EXECUTIVES INSIGHTS
What Are You Trying to Solve? It Always Starts with Your Customer’s Pain Points
Key takeaways from a presentation by Vishnu Jayamohan
Introduction
Companies want to focus on new ideas, yet driving those ideas to success in the marketplace can seem impossible to execute. Starting with a holistic customer-first approach and understanding what unmet customer needs you are really trying to solve for are the keys to going from a collection of ideas to an innovative experience that excels in the marketplace.
Action Items
- Develop a mindset in which the holistic customer experience comes front and center in driving your new innovations
- Cultivate a culture in which technical breakthroughs support the future customer’s unmet need – not innovation for innovation’s sake
- Empower your team to work in an agile and cross-functional manner to prove the value of your customer-first led approach
Vishnu shared his working definition of innovation: it solves an unmet need, identifies who the target customer is, and is a viable business proposition for the business and the customers. His presentation covered:
- The customer journey – it helps to “fall in love with the problem”

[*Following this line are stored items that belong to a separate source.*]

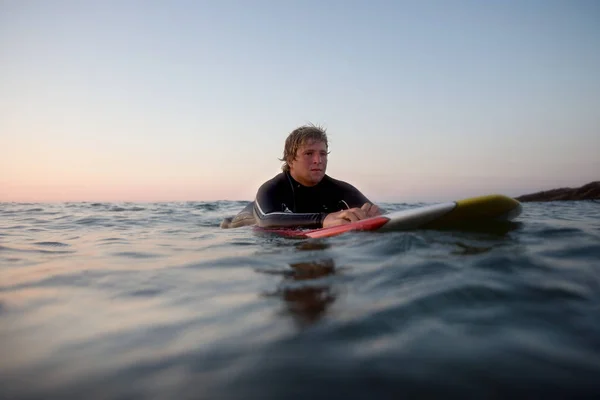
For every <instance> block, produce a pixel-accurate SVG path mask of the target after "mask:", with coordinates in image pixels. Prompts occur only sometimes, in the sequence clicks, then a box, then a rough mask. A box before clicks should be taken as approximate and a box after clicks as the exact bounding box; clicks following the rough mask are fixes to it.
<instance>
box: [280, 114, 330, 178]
mask: <svg viewBox="0 0 600 400" xmlns="http://www.w3.org/2000/svg"><path fill="white" fill-rule="evenodd" d="M328 146H329V145H328V142H327V134H326V133H325V129H324V128H322V127H320V126H316V125H304V126H301V127H299V128H296V129H294V130H293V131H292V133H290V134H289V135H288V137H287V139H286V140H285V147H284V149H283V158H282V159H281V161H283V162H284V164H283V166H282V167H281V169H282V170H283V171H284V172H289V173H290V174H291V175H292V177H293V178H294V179H296V180H297V181H298V182H299V183H301V184H303V185H305V186H314V185H316V184H317V183H319V182H320V181H321V179H323V176H325V170H326V169H327V154H328Z"/></svg>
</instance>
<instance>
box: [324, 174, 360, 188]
mask: <svg viewBox="0 0 600 400" xmlns="http://www.w3.org/2000/svg"><path fill="white" fill-rule="evenodd" d="M323 183H325V184H326V185H328V186H335V187H340V188H352V189H354V186H353V185H351V184H350V183H348V182H345V181H342V180H340V179H335V178H332V177H331V176H329V175H327V174H325V176H324V177H323Z"/></svg>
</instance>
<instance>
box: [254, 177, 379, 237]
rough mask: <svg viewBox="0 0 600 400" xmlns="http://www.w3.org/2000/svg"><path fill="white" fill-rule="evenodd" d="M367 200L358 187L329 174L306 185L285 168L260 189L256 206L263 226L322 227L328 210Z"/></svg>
mask: <svg viewBox="0 0 600 400" xmlns="http://www.w3.org/2000/svg"><path fill="white" fill-rule="evenodd" d="M365 203H370V201H369V199H367V198H366V197H365V196H364V195H363V194H362V193H361V192H360V191H359V190H358V189H356V188H355V187H354V186H352V185H350V184H348V183H346V182H342V181H338V180H336V179H333V178H331V177H329V176H328V175H325V176H324V177H323V179H322V180H321V182H319V183H318V184H317V185H315V186H311V187H307V186H303V185H301V184H300V183H298V182H297V181H296V180H294V178H292V176H291V175H290V174H289V173H287V172H282V173H280V174H279V175H277V176H275V177H274V178H273V179H271V180H269V181H267V182H265V183H264V184H263V185H262V186H261V187H260V188H259V189H258V193H257V194H256V200H255V201H254V202H253V207H254V216H255V218H256V223H257V225H258V226H260V227H263V228H275V227H277V228H292V227H302V228H321V227H322V226H323V220H324V219H325V217H326V216H327V214H329V213H332V212H336V211H340V210H345V209H348V208H354V207H361V206H362V205H363V204H365Z"/></svg>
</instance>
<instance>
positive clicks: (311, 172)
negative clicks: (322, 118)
mask: <svg viewBox="0 0 600 400" xmlns="http://www.w3.org/2000/svg"><path fill="white" fill-rule="evenodd" d="M328 154H329V151H328V142H327V135H326V133H325V130H324V129H322V128H320V127H317V126H313V125H305V126H301V127H299V128H297V129H295V130H294V131H293V132H292V133H290V135H289V136H288V137H287V139H286V141H285V147H284V151H283V158H282V159H281V161H283V162H284V165H283V167H282V170H283V172H282V173H280V174H279V175H277V176H275V177H274V178H273V179H271V180H269V181H267V182H265V183H264V184H263V185H262V186H261V187H260V188H259V190H258V193H257V195H256V200H255V201H254V206H253V207H254V216H255V218H256V223H257V224H258V226H261V227H265V228H283V227H286V228H288V227H302V228H321V227H323V228H326V227H329V226H335V225H343V224H347V223H350V222H355V221H359V220H362V219H365V218H370V217H374V216H376V215H380V214H381V211H380V210H379V207H378V206H376V205H374V204H373V203H371V201H369V199H367V198H366V197H365V196H364V195H363V194H362V193H361V192H360V191H359V190H357V189H356V188H355V187H354V186H352V185H350V184H348V183H346V182H343V181H339V180H336V179H333V178H331V177H329V176H328V175H326V174H325V172H326V170H327V156H328Z"/></svg>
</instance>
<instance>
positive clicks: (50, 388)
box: [0, 202, 600, 399]
mask: <svg viewBox="0 0 600 400" xmlns="http://www.w3.org/2000/svg"><path fill="white" fill-rule="evenodd" d="M245 204H246V203H245V202H213V203H204V202H187V203H157V204H133V203H119V204H117V203H64V204H23V203H21V204H19V203H4V204H0V398H3V399H7V398H8V399H13V398H14V399H50V398H57V399H65V398H69V399H70V398H81V399H83V398H85V399H137V398H140V399H141V398H144V399H255V398H256V399H296V398H297V399H308V398H310V397H312V398H317V399H325V398H327V399H330V398H344V399H372V398H390V399H397V398H400V397H404V398H406V397H408V398H422V397H424V396H427V397H431V396H439V397H441V396H453V397H461V398H465V397H466V398H508V397H511V396H513V395H522V396H531V397H533V396H535V397H539V398H541V397H542V396H543V397H544V398H594V397H596V398H598V396H600V204H599V203H598V202H556V203H525V204H524V205H523V206H524V207H523V214H522V215H521V216H520V217H519V218H518V219H517V220H516V221H515V223H514V224H511V225H509V226H507V227H505V228H503V229H501V230H500V229H494V230H489V231H412V232H394V233H386V234H382V233H364V232H363V233H351V234H346V235H342V236H338V237H334V238H329V239H322V240H298V239H286V238H279V237H275V236H272V235H266V234H260V233H258V232H256V231H254V230H253V229H252V228H250V227H245V228H238V229H230V230H222V229H220V228H219V223H220V221H221V219H222V218H223V217H225V216H232V215H233V214H235V213H236V212H237V211H239V210H241V209H242V208H243V206H244V205H245ZM417 205H422V204H384V207H385V208H386V209H388V210H400V209H404V208H408V207H413V206H417Z"/></svg>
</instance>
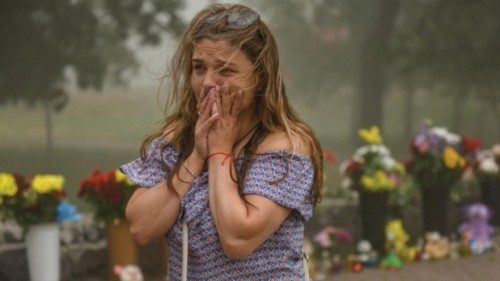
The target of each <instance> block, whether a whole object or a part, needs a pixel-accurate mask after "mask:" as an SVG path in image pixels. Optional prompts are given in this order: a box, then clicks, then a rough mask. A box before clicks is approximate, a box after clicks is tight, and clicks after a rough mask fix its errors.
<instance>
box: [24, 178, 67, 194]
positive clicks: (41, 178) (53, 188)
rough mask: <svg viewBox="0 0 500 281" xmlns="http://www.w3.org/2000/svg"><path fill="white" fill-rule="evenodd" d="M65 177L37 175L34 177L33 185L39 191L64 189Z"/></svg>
mask: <svg viewBox="0 0 500 281" xmlns="http://www.w3.org/2000/svg"><path fill="white" fill-rule="evenodd" d="M63 184H64V178H63V177H62V176H59V175H36V176H35V177H34V178H33V181H32V183H31V187H32V188H33V189H34V190H35V191H36V192H38V193H41V194H43V193H49V192H52V191H54V190H58V191H61V190H62V189H63Z"/></svg>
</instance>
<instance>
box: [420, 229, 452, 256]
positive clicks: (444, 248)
mask: <svg viewBox="0 0 500 281" xmlns="http://www.w3.org/2000/svg"><path fill="white" fill-rule="evenodd" d="M449 252H450V241H449V240H448V238H447V237H442V236H441V235H440V234H439V232H428V233H426V234H425V245H424V250H423V256H422V259H423V260H428V259H436V260H439V259H444V258H446V257H447V256H448V254H449Z"/></svg>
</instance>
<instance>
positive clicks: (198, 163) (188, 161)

- Understanding what innovation is – it’s not a technical solution
- Learning from failures: products and services that broke through but didn’t quite succeed
Key Takeaways
- Too often we jump to the technical solution before we understand the product
- Understanding unmet needs requires understanding the entire customer journey
Use Case Study: Understanding the Customer Experience and Addressing Pain Points
It’s important to determine how you envision your target customer interacting with your product. How can you solve key pain points without inadvertently creating new pain points or making existing ones worse?
In the automotive industry, there are specific steps involved before, during, and after each “drive event.” A trip includes walking to the vehicle, making sure the vehicle is ready to go (e.g., removing snow), placing items in the vehicle, starting the engine, going to the destination, getting there safely and efficiently, finding a place to park, then securing the vehicle.
Examples of innovations that addressed pain points include Uber – no need to park, OnStar –telematics for routing, safety, vehicle location in parking lot, remote starting in snow, and Tesla –Nissan didn’t understand pain points with electric vehicles. Some in the auto industry made the volume knob a victim of “innovation.” It became part of digital display, which took away the tactile part of it and forced drivers to take their eyes off the road.
Understanding “Unmet Needs” Requires Understanding the Entire Customer Journey
Segway was supposed to revolutionize transportation for short trips, perhaps as a replacement for walking, but it didn’t solve any customer pain point. Why do we need to self-balance? Why make walking “wider” on sidewalks that are already crowded? Why is it heavy?
In another example discussed, the Beyond Meat Burger company didn’t quite understand the unmet customer need either. There wasn’t enough of a consumer base interested in the environmental impact of beef production. The company missed on the health aspects of the product because the mindset of someone open to a plant-based meat alternative is primarily health-driven. Consumers perceived Beyond Meat Burger as a highly processed product that was not particularly healthy. This was a great technical solution in the making but missed on understanding the customer pain points. Ultimately, Beyond Meat Burger reworked its recipe to better address the customer’s pain points.
Final Thoughts
If you can’t make the experience better, don’t invest in that innovation. Innovate to address top pain points on the customer journey.